While we knew that empowering teachers with research and best practises would lead to positive results, we never imagined what a catalyst this course would be for promoting social justice. Rather than simply being a passive, ‘theory-based’ programme, our participants take action. Many share their anecdotes and testimonials with us, describing how their ideologies have changed and how they are updating their policies to reflect their new understandings about bilingual and multilingual learners. The greatest eureka moment for our participants, however, is learning about the value of students’ home languages and cultures. They learn how these are valuable assets that can be accessed for learning and in supporting the development of new languages, like English. When participants come to view bilingual and multilingual learners not simply as ‘ESL students’ but as individuals with ‘cultural capital,’ it’s a win. Now, we’re watching participants become advocates for their students. They’ve learned how to help their BMLs better access learning content through culturally-responsive teaching, how to promote and maintain the languages and cultural identities of learners and better engaging with parents to educate them about the importance of their home languages and cultures.

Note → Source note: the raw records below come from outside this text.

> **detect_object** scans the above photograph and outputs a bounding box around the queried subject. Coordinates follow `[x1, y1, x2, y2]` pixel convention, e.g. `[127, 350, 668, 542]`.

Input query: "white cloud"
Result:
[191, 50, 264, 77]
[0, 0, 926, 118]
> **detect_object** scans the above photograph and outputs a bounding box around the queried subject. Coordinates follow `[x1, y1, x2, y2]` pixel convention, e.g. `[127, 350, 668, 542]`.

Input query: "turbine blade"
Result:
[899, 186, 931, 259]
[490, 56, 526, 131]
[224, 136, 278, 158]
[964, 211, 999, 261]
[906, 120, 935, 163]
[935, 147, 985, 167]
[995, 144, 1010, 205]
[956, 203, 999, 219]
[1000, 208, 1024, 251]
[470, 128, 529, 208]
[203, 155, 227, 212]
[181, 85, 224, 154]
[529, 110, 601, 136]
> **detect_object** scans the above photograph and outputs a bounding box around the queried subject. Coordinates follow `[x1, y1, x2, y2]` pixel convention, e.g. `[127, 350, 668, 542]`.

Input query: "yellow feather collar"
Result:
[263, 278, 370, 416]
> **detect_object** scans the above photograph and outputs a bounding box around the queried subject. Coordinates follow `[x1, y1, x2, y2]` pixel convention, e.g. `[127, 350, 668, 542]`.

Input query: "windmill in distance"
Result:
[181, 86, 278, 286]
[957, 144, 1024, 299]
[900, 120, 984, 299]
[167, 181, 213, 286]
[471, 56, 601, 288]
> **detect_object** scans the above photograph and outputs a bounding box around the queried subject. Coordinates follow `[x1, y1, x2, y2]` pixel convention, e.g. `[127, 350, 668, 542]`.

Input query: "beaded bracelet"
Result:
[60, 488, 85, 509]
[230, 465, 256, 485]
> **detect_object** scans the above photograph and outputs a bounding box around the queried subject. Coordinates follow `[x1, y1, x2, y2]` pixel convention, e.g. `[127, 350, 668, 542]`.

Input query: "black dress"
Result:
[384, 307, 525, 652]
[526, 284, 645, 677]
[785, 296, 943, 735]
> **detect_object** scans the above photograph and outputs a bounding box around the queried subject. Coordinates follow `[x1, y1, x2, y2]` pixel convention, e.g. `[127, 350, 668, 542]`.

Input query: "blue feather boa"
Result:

Sadly, while we celebrate the wonderful achievements of our participants, we’re still hearing far too many accounts of inappropriate practises with BMLs in our English-speaking schools. While some of these are more overt instances, others are much more subtle. Here are just a few examples taken from our participant’s accounts:
“One of our bilingual learners is a top mathematics student but because he still needs help with his English, he’s been put in the bottom group for struggling students. This is really hitting his self-esteem and even though he’s showed the teacher that he can do higher-level work, the teacher’s still not willing to advance him.”
“At our school, our BMLs have to be put into the special education class in order to get additional support.”
“Our students are told that translating words from their mother-tongue is not a good idea because it’s not really ‘learning’.”
“Our Principal asked the students, parents and teachers to stop speaking any of their home languages at school and on the playground. He says it is interfering with the pupils’ English.”
“If the children get caught speaking their mother-tongue during class time, they get points taken away and then a detention.”
“The early years department organised a parent evening and one of the topics they discussed was that parents need to speak English at home with their children.”
While we can assume that while all of these (and similar) policies are created with the best of intentions, they are actually extremely harmful to BMLs and their families-not to mention that they infringe upon the child’s rights to their own languages and cultures. Recommended approaches with BMLs are often counter-intuitive to what comes natural and this adds another layer of complexity. For example, it might sound strange when we tell parents to keep speaking home languages if they want their child to learn English. It’s not what parents would expect to hear. In fact, having a strong language makes learning a new language easier. Since research shows that most teachers never receive any training to understand BML issues, this makes it easy to understand why bad practises and myths continue to creep into school policies and practises. From our experience working with schools around the world, we’ve seen similar issues everywhere. Many administrators and school leaders themselves are simply not aware of the research and the rights of the child to maintain their home languages and cultural identities . There is rarely a common knowledge-base to empower teachers with accurate, research-based information.
Starting this September, 2018, we’re working to change this. We’re organising a global campaign running from September 2018 – September 2020 called ‘My Home Language is My Right.’ We’ll train over 3,000 teachers in English-speaking schools around the world in our 8-week course. We want every teacher to be empowered with the right information. By training one teacher in every school, we’ll create Home Language Ambassadors who will then deliver a workshop to their colleagues about the important research and positive practises related to BMLs. This elevates the expertise of all teachers in the school so they can support BMLs and advise parents accurately. This will also do away with harmful practises that can cause BMLs to abandon their home languages and cultural identities.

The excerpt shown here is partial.